Journalist Maia Szalavitz, who has been featured in publications like Vice, TIME and The New York Times, spoke to our Solutions Journalism: Covering Addiction class on Tuesday about her own recovery and how journalists report on addiction.
She discussed the importance of using science and evidence to back up both reporting and policy. Being aware of scientific reports on data and addiction will allow you to ask questions as a journalist that others won’t, she said.
“You have to look for anecdotes that fit your data, not data that fits your anecdotes,” she added.

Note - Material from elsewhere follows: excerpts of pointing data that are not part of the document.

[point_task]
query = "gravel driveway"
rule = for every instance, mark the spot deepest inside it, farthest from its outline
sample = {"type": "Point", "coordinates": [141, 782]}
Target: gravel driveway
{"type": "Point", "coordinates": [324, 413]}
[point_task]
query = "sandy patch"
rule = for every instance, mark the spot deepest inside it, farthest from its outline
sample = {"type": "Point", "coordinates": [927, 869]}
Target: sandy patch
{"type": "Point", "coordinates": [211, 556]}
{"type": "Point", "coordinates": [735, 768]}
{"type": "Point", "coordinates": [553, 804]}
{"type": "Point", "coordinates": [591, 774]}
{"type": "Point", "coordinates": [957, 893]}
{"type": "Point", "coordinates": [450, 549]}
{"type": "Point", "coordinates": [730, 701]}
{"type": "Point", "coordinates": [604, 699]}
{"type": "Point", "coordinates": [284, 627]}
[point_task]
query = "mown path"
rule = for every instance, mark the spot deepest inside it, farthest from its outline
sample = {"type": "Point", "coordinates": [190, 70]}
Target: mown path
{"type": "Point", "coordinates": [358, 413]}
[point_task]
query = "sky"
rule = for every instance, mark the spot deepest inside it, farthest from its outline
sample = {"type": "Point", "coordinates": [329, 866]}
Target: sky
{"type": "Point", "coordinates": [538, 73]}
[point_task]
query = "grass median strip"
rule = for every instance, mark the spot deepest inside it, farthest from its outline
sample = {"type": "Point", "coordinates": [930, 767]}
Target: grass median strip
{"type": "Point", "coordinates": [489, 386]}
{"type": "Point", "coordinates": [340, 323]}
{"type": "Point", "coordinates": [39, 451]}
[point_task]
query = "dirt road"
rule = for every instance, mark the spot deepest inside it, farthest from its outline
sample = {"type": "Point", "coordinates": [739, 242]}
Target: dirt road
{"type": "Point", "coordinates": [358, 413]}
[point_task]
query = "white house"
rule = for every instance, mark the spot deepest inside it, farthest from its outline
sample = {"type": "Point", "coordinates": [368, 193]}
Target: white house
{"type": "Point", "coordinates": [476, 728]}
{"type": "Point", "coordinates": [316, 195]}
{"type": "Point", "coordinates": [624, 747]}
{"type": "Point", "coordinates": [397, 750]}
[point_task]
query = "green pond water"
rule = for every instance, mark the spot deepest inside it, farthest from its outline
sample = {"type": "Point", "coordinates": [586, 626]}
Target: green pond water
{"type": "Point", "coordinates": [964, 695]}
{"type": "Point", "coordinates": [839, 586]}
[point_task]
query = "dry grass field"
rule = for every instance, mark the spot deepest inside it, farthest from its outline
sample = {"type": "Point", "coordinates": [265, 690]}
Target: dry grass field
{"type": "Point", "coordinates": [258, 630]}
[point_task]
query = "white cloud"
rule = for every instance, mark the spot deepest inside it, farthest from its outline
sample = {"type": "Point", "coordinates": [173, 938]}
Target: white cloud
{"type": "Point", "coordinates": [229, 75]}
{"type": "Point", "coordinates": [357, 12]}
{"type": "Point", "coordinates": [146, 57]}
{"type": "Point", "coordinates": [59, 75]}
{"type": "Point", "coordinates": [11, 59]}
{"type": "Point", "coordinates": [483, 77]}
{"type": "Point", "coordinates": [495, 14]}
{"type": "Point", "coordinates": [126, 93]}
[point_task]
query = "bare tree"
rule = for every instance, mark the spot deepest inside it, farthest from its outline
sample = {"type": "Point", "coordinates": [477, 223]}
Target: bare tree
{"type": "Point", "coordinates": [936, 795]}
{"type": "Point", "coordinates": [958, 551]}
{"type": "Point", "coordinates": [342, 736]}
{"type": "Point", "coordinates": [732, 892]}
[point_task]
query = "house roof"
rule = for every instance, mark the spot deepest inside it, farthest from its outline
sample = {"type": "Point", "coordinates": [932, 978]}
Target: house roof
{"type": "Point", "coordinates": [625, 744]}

problem is that addiction stigma is much more complicated than aids stigma due to racist history of drug laws. activism most definitely needed, definitely lessons we can learn from ACT UP etc… but also a few unique challenges such as adxn treatment system entangled w/12step. https://t.co/uwzJTEWIu8
— Maia Szalavitz (@maiasz) April 1, 2018
Szalavitz touched on her own experiences entering recovery and navigating the criminal justice system, citing her race, class and gender as reasons she was able to avoid incarceration and enter treatment.
She also made a “subtle point” about the breadth of addiction’s impact: Though it does affect people at every level of society, there are some populations who are high-risk groups, like people living in poverty, people of color and those of who have experienced trauma.
“It kicks people who are already down,” she said.